Pontus Laurell joined our department as an assistant professor. Laurell served as a postdoc in theoretical condensed matter physics at the University of Tennessee, Knoxville. He has a bachelor's degree in engineering physics and a master's degree in fundamental physics from Chalmers University of Technology in Gothenburg, Sweden. Laurell earned his physics PhD in 2018 from the University of Texas at Austin with Professor Gregory Fiete. He then served as a postdoc at Oak Ridge National Laboratory where he developed strong collaborations with quantum magnetism experimentalists and a deep interest in applications of quantum information methods to quantum materials and high-performance computing.

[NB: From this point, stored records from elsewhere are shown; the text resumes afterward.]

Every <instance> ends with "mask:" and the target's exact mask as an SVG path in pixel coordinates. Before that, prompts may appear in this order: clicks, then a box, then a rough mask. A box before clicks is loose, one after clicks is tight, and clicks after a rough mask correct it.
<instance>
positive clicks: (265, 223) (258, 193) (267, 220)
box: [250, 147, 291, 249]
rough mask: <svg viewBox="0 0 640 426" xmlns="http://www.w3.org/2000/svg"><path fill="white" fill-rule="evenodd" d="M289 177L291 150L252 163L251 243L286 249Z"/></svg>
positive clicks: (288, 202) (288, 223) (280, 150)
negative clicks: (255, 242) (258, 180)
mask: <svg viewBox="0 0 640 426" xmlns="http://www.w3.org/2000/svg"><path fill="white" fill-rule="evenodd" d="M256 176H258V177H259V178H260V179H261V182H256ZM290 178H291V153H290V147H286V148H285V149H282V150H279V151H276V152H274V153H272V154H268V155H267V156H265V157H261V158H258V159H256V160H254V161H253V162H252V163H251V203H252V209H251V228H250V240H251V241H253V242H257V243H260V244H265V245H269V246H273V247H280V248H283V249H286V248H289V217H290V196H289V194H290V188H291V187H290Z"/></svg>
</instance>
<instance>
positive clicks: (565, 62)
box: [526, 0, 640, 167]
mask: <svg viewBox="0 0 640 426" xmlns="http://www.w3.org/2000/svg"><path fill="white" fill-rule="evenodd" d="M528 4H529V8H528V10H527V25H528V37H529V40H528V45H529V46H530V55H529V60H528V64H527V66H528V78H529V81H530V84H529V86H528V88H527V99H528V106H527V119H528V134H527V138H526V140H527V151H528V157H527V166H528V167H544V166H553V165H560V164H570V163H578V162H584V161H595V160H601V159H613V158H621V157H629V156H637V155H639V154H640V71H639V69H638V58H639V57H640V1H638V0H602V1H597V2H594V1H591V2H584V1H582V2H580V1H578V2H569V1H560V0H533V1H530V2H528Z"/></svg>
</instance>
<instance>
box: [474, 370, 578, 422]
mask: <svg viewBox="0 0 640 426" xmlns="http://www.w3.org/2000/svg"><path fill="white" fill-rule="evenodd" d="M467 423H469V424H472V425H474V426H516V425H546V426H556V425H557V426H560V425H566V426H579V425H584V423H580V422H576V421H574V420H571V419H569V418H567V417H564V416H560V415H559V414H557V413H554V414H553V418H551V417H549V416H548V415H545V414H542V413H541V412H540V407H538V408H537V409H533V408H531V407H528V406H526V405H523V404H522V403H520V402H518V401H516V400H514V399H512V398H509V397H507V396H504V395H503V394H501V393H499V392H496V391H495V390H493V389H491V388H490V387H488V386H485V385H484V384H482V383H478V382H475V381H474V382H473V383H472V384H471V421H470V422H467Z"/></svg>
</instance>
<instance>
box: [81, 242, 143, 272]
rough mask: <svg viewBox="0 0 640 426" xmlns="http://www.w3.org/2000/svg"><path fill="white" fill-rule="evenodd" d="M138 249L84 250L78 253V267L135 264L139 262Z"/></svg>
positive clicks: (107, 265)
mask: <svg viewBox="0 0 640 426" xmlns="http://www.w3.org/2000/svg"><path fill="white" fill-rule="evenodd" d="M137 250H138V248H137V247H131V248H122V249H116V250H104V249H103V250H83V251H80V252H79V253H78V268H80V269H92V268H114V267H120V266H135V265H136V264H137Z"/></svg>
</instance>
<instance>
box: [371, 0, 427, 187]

Sam Roland joined our department as an assistant teaching professor. Prior to his arrival, he served as an assistant professor of mathematics and physics at Stephens College. He earned his BA in physics and mathematics from Cornell University and his PhD in theoretical physics from the University of Michigan where he investigated the origins of dark matter in the early universe, moments after the big bang. He also led the undergraduate physics labs at the University of Michigan, designing lessons and building equipment for hands-on learning. Before joining Stephens College, Roland worked as a data scientist, applying machine learning and artificial intelligence to fight online credit card fraud.
Charles Steinhardt joined the department as an assistant professor after serving as an associate professor at the Cosmic Dawn Center, Niels Bohr Institute, University of Copenhagen where he worked on a variety of problems in high-redshift astrophysics, and other areas of astronomy, astrostatistics, and machine learning. He was a founding member of the Cosmic Dawn Center, a Danish National Research Foundation Center of Excellence hosted by the Niels Bohr Institute and Danish Technical University. He is a co-PI of BUFFALO (Beyond Ultra-deep Frontier Fields And Legacy Observations), an astronomical survey built around the six Hubble Space Telescope (HST) Frontier Fields clusters designed to learn about early galactic assembly and clustering and prepare targets for observations with the James Webb Space Telescope. He received an AB in Astrophysical Sciences from Princeton University, and SM in Astronomy, SM in Computer Science, and PhD in Astronomy from Harvard University.
Pavlo Sukhachov has accepted the position of George H. Vineyard Assistant Professor of Theoretical Physics and begins in January. Until then he continues as a Postdoc at the QuSpin Center of Excellence in the Norwegian University of Science and Technology. He received his PhD from the Bogolyubov Institute for Theoretical Physics of National Academy of Sciences of Ukraine in 2016. Before joining NTNU in 2024, he held a few postdoctoral positions at Western University (Canada), Nordita (Sweden), Yale University, and the University of California, Santa Cruz.